Anna Marketti ’17 / Emertainment Monthly Staff Writer
All of Cambridge broke out into a dance party this weekend: at least those lucky enough to be at the Sinclair to see Until The Ribbon Breaks.
The band opened up with a bass heavy jam, radiating chill vibes a la James Blake throughout the room. They segued into “Perspective,” a dance-worthy tune featuring steady synth beats and a chorus of percussion to back vocalist Pete Lawrie’s modulated vocals.
Each band member had a synth pad to beat out different sound bites, backed by a wild, windmill-armed drummer. They kicked things up with “Pressure,” making the very floor of the Sinclair shake beneath the audience’s feet. Faint piano played under the energetic percussive rhythm. The song climaxes at a heavy percussion break then sinks back down into the steady, chill groove with which it began.
What was particularly eye-catching was the use of media. On a projector screen behind them, a reel of movies played along to their songs. Paired with their song “Romeo” was Romeo + Juliet, starring Leonardo DiCaprio. They utilized the media seamlessly with each song, integrating lyrics across the screen.
To everyone’s surprise, Lawrie whipped out a trumpet at one point and began blaring a riff equivalent to a guitar solo. The band’s set was short but brought so much energy into the room.

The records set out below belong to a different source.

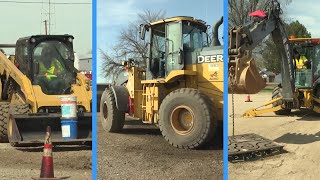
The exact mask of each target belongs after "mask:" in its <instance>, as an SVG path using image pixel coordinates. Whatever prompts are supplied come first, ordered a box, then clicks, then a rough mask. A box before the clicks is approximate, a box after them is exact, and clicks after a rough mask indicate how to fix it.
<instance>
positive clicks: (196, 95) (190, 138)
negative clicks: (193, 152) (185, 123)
mask: <svg viewBox="0 0 320 180" xmlns="http://www.w3.org/2000/svg"><path fill="white" fill-rule="evenodd" d="M182 112H186V113H182ZM176 113H178V114H176ZM183 114H184V115H185V114H189V115H190V116H191V118H192V120H191V121H192V122H193V123H189V124H191V127H188V126H189V124H187V125H186V124H184V123H185V121H184V120H183V121H184V123H182V122H181V115H183ZM190 116H189V117H190ZM159 117H160V118H159V128H160V131H161V133H162V135H163V136H164V138H165V139H166V140H167V141H168V142H169V143H170V144H171V145H172V146H174V147H177V148H185V149H194V148H199V147H202V146H204V145H206V144H207V143H208V142H211V141H212V140H213V137H214V134H215V133H216V128H217V119H216V117H215V113H214V106H213V102H212V101H211V100H210V99H209V98H208V97H206V96H205V95H203V94H202V93H200V92H199V91H198V90H196V89H190V88H182V89H178V90H175V91H173V92H171V93H170V94H169V95H168V96H167V97H165V99H164V100H163V101H162V103H161V105H160V110H159ZM172 117H173V118H172ZM175 117H178V118H175ZM184 119H185V118H184ZM177 121H179V122H177ZM188 128H189V129H188Z"/></svg>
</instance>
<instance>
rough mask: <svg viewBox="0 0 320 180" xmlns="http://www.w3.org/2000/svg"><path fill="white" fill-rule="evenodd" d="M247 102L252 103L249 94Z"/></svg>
mask: <svg viewBox="0 0 320 180" xmlns="http://www.w3.org/2000/svg"><path fill="white" fill-rule="evenodd" d="M245 102H252V101H251V99H250V95H249V94H248V96H247V99H246V100H245Z"/></svg>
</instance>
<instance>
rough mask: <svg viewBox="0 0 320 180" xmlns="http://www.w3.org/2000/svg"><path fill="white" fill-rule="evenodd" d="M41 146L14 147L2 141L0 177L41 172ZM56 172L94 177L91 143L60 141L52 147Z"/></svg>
mask: <svg viewBox="0 0 320 180" xmlns="http://www.w3.org/2000/svg"><path fill="white" fill-rule="evenodd" d="M42 155H43V148H42V147H41V146H34V147H24V148H23V147H20V148H14V147H11V146H10V145H9V144H7V143H2V144H0V179H1V180H2V179H3V180H6V179H10V180H11V179H31V177H39V176H40V167H41V161H42ZM53 162H54V175H55V176H56V177H70V178H69V179H74V180H78V179H79V180H81V179H89V178H90V177H91V147H87V146H79V145H60V146H55V147H53Z"/></svg>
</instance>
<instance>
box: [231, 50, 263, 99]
mask: <svg viewBox="0 0 320 180" xmlns="http://www.w3.org/2000/svg"><path fill="white" fill-rule="evenodd" d="M265 87H266V82H265V81H264V80H263V78H262V77H261V75H260V74H259V72H258V70H257V66H256V64H255V60H254V59H253V58H252V57H251V56H245V57H242V58H237V60H236V68H235V85H234V86H233V87H231V84H230V82H229V86H228V88H229V92H230V93H232V92H233V93H234V94H255V93H258V92H259V91H261V90H262V89H263V88H265Z"/></svg>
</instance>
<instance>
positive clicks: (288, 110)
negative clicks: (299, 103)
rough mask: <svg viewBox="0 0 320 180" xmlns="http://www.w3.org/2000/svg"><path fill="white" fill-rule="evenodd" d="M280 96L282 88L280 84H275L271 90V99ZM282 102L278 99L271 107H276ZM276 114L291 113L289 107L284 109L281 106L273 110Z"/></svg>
mask: <svg viewBox="0 0 320 180" xmlns="http://www.w3.org/2000/svg"><path fill="white" fill-rule="evenodd" d="M279 97H282V88H281V85H278V86H276V87H275V88H274V89H273V91H272V99H276V98H279ZM281 104H283V102H282V101H278V102H276V103H273V104H272V107H276V106H279V105H281ZM274 113H275V114H276V115H289V114H290V113H291V109H284V108H282V109H281V110H278V111H275V112H274Z"/></svg>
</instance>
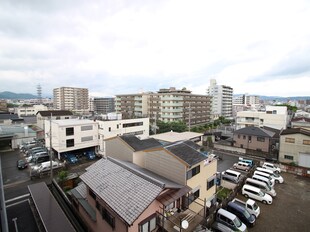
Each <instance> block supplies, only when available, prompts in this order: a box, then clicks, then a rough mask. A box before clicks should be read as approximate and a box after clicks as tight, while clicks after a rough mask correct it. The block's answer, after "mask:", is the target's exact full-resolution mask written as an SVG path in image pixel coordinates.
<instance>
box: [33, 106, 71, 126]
mask: <svg viewBox="0 0 310 232" xmlns="http://www.w3.org/2000/svg"><path fill="white" fill-rule="evenodd" d="M36 116H37V126H38V127H40V128H41V129H43V130H45V120H62V119H72V118H73V114H72V112H71V111H68V110H43V111H38V112H37V114H36Z"/></svg>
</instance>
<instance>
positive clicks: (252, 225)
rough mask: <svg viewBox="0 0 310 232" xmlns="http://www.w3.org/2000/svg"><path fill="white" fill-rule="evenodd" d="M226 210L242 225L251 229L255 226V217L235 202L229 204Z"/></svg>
mask: <svg viewBox="0 0 310 232" xmlns="http://www.w3.org/2000/svg"><path fill="white" fill-rule="evenodd" d="M227 210H228V211H229V212H231V213H233V214H235V215H236V216H237V217H238V218H239V219H240V220H241V221H242V222H243V223H244V224H246V225H247V226H250V227H253V226H254V225H255V216H253V215H252V214H250V213H249V211H248V210H247V209H246V208H244V207H242V206H240V205H238V204H236V203H235V202H229V203H228V205H227Z"/></svg>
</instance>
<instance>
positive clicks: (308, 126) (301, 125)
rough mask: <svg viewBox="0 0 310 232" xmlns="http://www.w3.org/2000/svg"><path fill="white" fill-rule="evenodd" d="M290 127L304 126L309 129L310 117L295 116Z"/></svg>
mask: <svg viewBox="0 0 310 232" xmlns="http://www.w3.org/2000/svg"><path fill="white" fill-rule="evenodd" d="M291 127H292V128H304V129H307V130H310V118H309V117H304V116H303V117H295V118H292V120H291Z"/></svg>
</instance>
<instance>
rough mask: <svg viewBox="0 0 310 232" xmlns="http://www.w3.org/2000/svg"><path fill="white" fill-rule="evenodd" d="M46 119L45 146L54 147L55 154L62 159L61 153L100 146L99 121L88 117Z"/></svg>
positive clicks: (45, 125) (95, 147)
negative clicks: (98, 127) (64, 119)
mask: <svg viewBox="0 0 310 232" xmlns="http://www.w3.org/2000/svg"><path fill="white" fill-rule="evenodd" d="M51 124H52V125H51V130H52V132H51V133H50V121H49V120H46V121H45V146H46V147H48V148H49V147H50V137H51V138H52V142H51V143H52V148H53V150H54V152H55V153H56V154H55V153H54V155H55V156H57V157H58V159H60V158H61V157H62V156H61V154H62V153H64V152H69V151H76V150H79V149H86V148H89V149H96V148H97V147H98V123H97V122H95V121H92V120H88V119H66V120H52V121H51Z"/></svg>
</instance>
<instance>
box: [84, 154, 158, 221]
mask: <svg viewBox="0 0 310 232" xmlns="http://www.w3.org/2000/svg"><path fill="white" fill-rule="evenodd" d="M80 178H81V179H82V181H83V182H84V183H85V184H86V185H87V186H89V187H90V188H91V189H92V190H93V191H94V192H95V193H96V194H97V195H98V196H99V197H100V198H101V199H102V200H104V201H105V202H106V203H107V204H108V205H109V206H110V207H111V208H112V209H113V210H114V211H115V212H116V213H117V214H118V215H119V216H120V217H122V218H123V219H124V220H125V221H126V222H127V223H128V225H131V224H132V223H133V222H134V221H135V220H136V219H137V218H138V216H139V215H140V214H141V213H142V212H143V211H144V210H145V209H146V208H147V207H148V206H149V204H151V203H152V201H153V200H155V199H156V197H157V196H158V195H159V194H160V192H161V191H162V190H163V186H162V185H160V184H158V183H156V182H154V181H151V180H150V179H148V178H143V177H142V176H141V175H137V174H135V173H134V172H132V171H131V170H130V169H127V168H125V167H124V166H122V165H120V163H118V162H116V161H115V160H114V159H111V158H108V159H101V160H99V161H97V162H96V163H94V164H93V165H91V166H90V167H88V168H87V172H86V173H84V174H83V175H81V176H80Z"/></svg>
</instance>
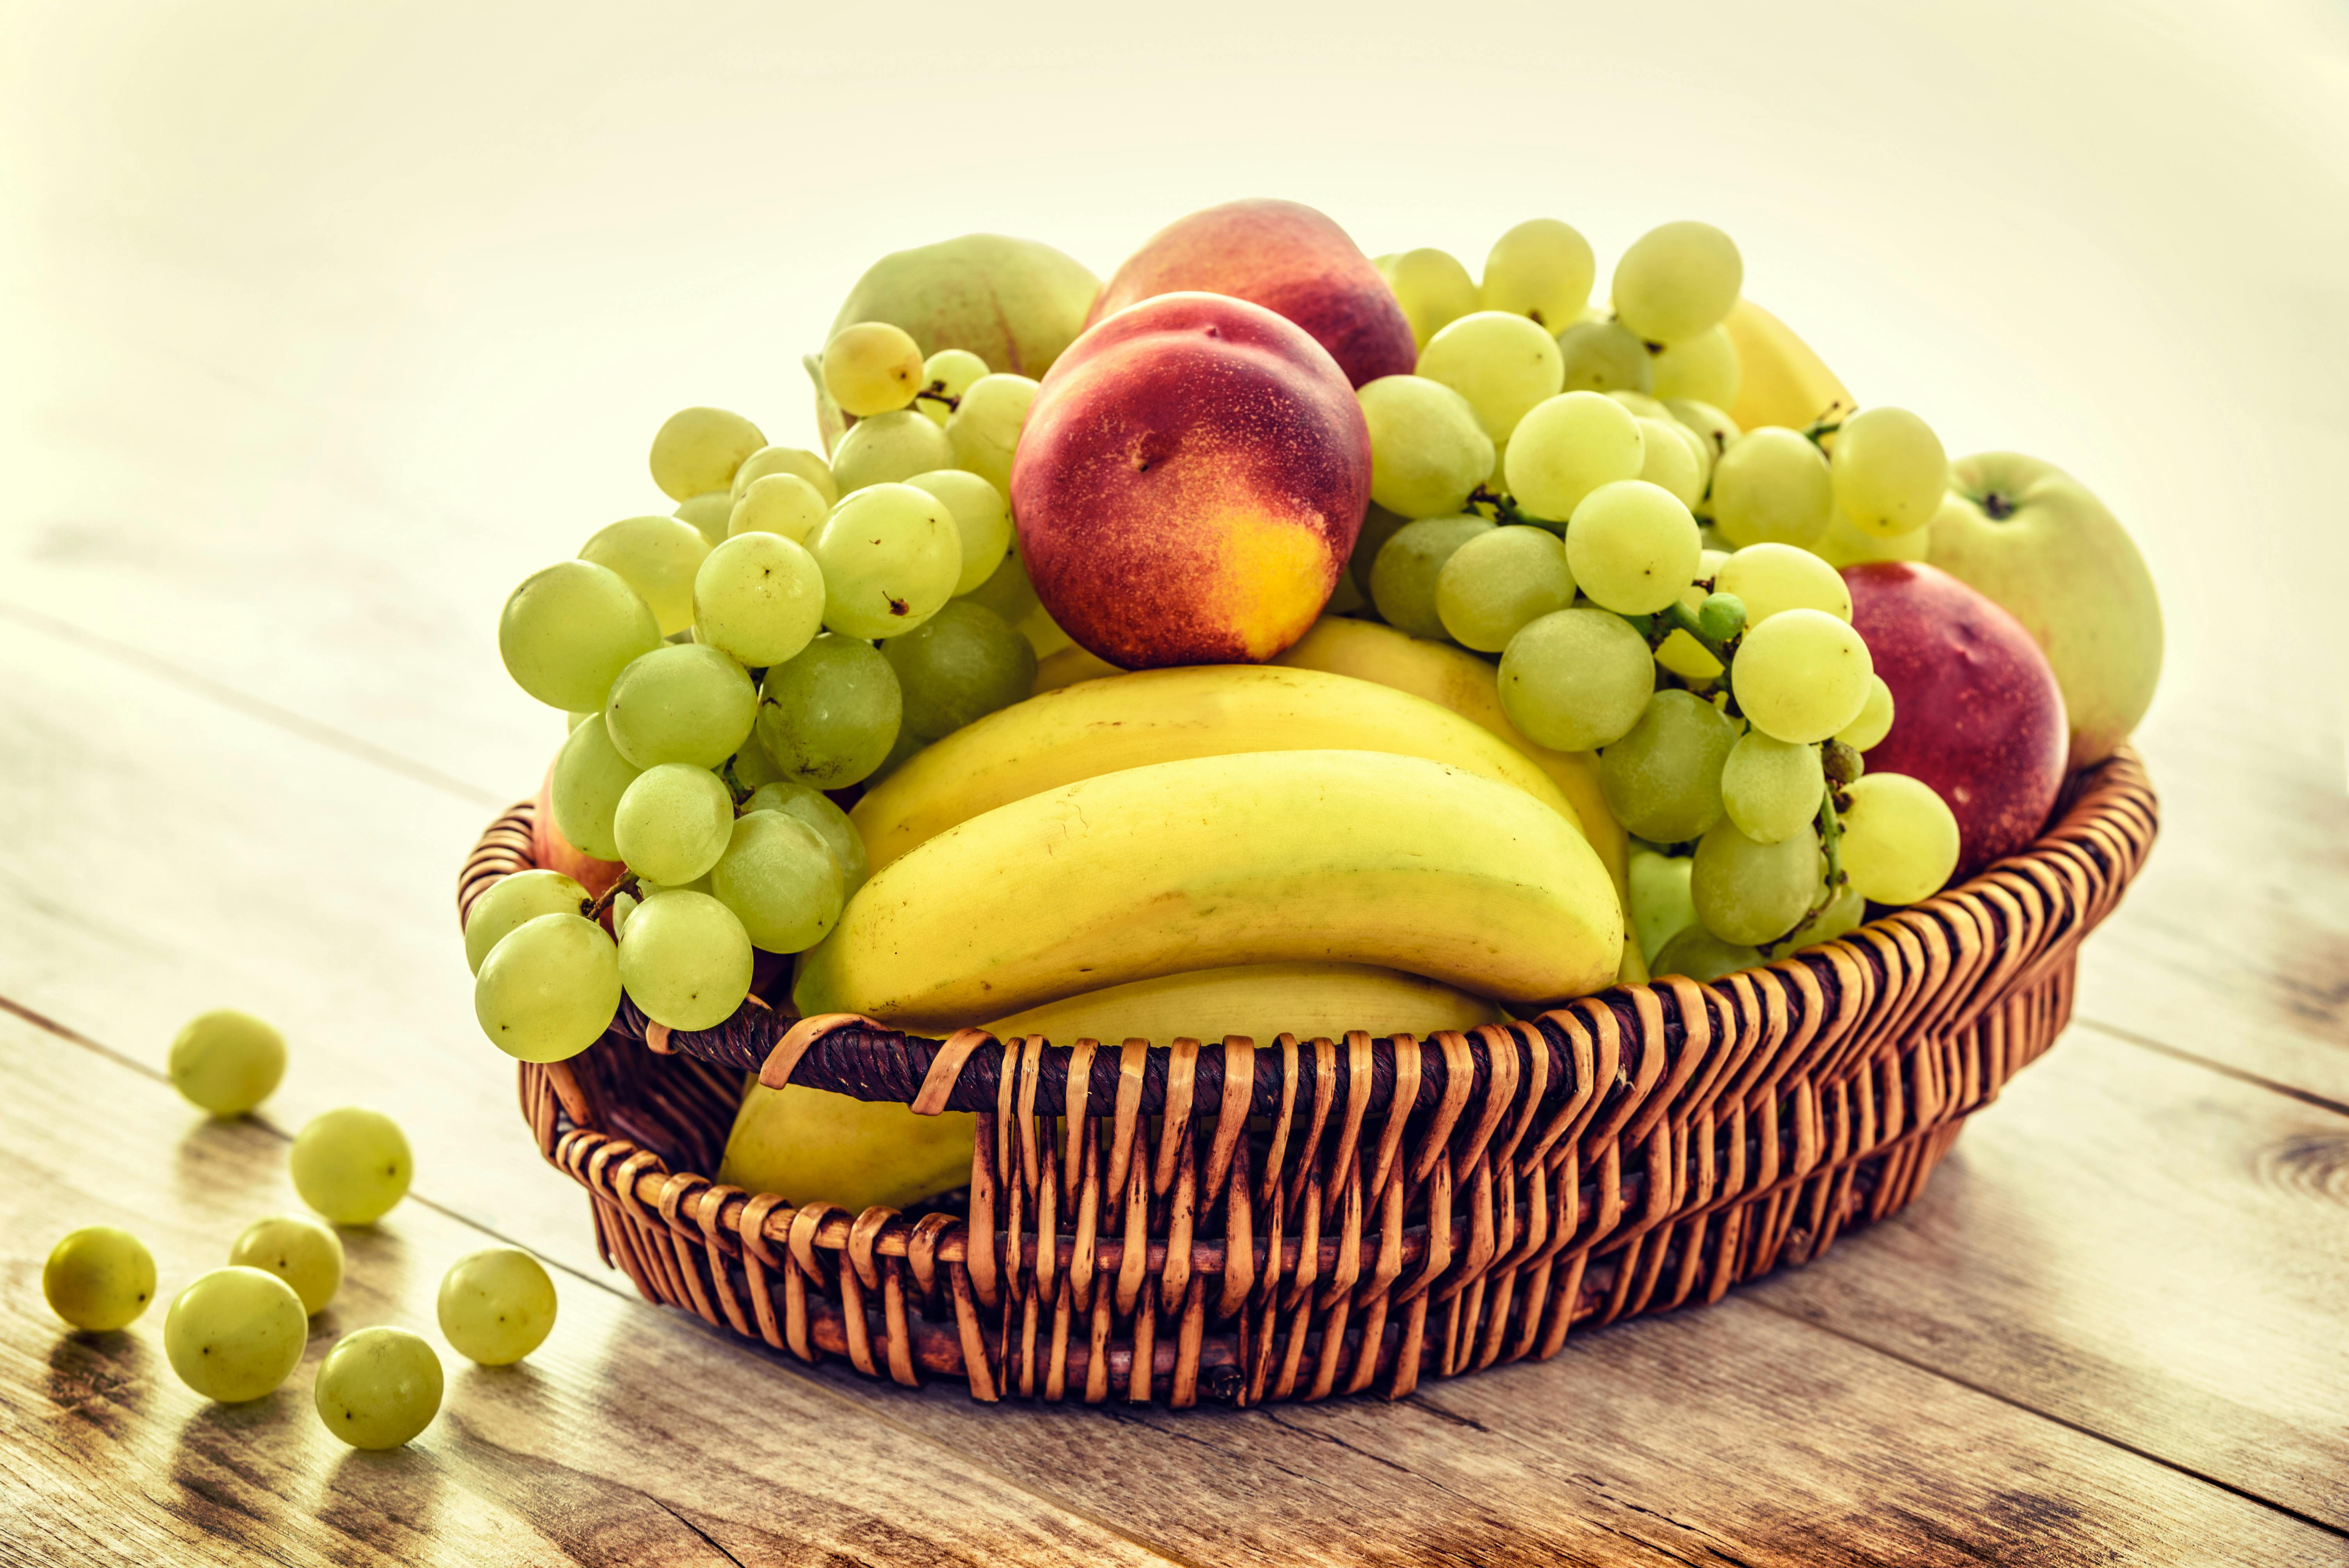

Their songs are akin to spoken word poetry, but in a more melodic fashion. They unite a multitude of genres into one all their own, and they own it.
Emertainment Monthly stepped outside with the band following their set, watching as Pete and drummer Elliot Wall blew smoke in each other’s faces.
They were lighthearted guys who made jokes throughout the interview, but always offered insightful answers to each question.
Entertainment Monthly: What drew you to this particular genre of music?
Pete Lawrie: I like to think that there is no particular genre, which is what forms the whole concept for the band. Until The Ribbon Breaks is sort of born out of wanting to make a mix tape.
How did you get started as a band?
I was writing and producing for other people and found myself writing things for people I didn’t even like. I decided I wasn’t a spring chicken anymore. I wanted to put something into the world that’s just like, “I did that,” which then turned into: “we did that.”
What about live music is important to you?
Elliot Wall: Seeing people’s faces, when they light up, when we play live, that’s what does it for me. It’s seeing people’s faces light up when you’re doing your work; there’s no job out there that’s like that.
Can you talk a little about the synth pads you were playing on during your set?
EW: It’s all technology and fun toys, basically. But that’s what makes the live experience so exciting. You can rip apart the record and take small slices of sound.
PL: We get to play with toys! We get to be little kids!
Have any of the artists you’ve toured with affected you or your sound in any way?
PL: No, not really, I think we do our own thing.
EW: I learned a lot from Lorde’s drummer when we toured with her.
What are your plans in the future?
We plan to tour and record more and hope to continue to grow as artists.
Pete, what’s the story behind this tattoo on your arm of the large bronze coin reading “f— knows?”
It comes from how Elliot and I would decide whether or not to travel somewhere. Elliot would ask me whether we should go, and I’d reply “f— knows” which eventually led to us flipping a coin.
If you like the sound of artists such as James Blake, Phantogram, or Toro Y Moi, then Until The Ribbon Breaks will probably tickle your fancy. Until The Ribbon Breaks is a group of easygoing, music-loving guys who enjoy the process of creating songs. They feature chill grooves that will have you dancing.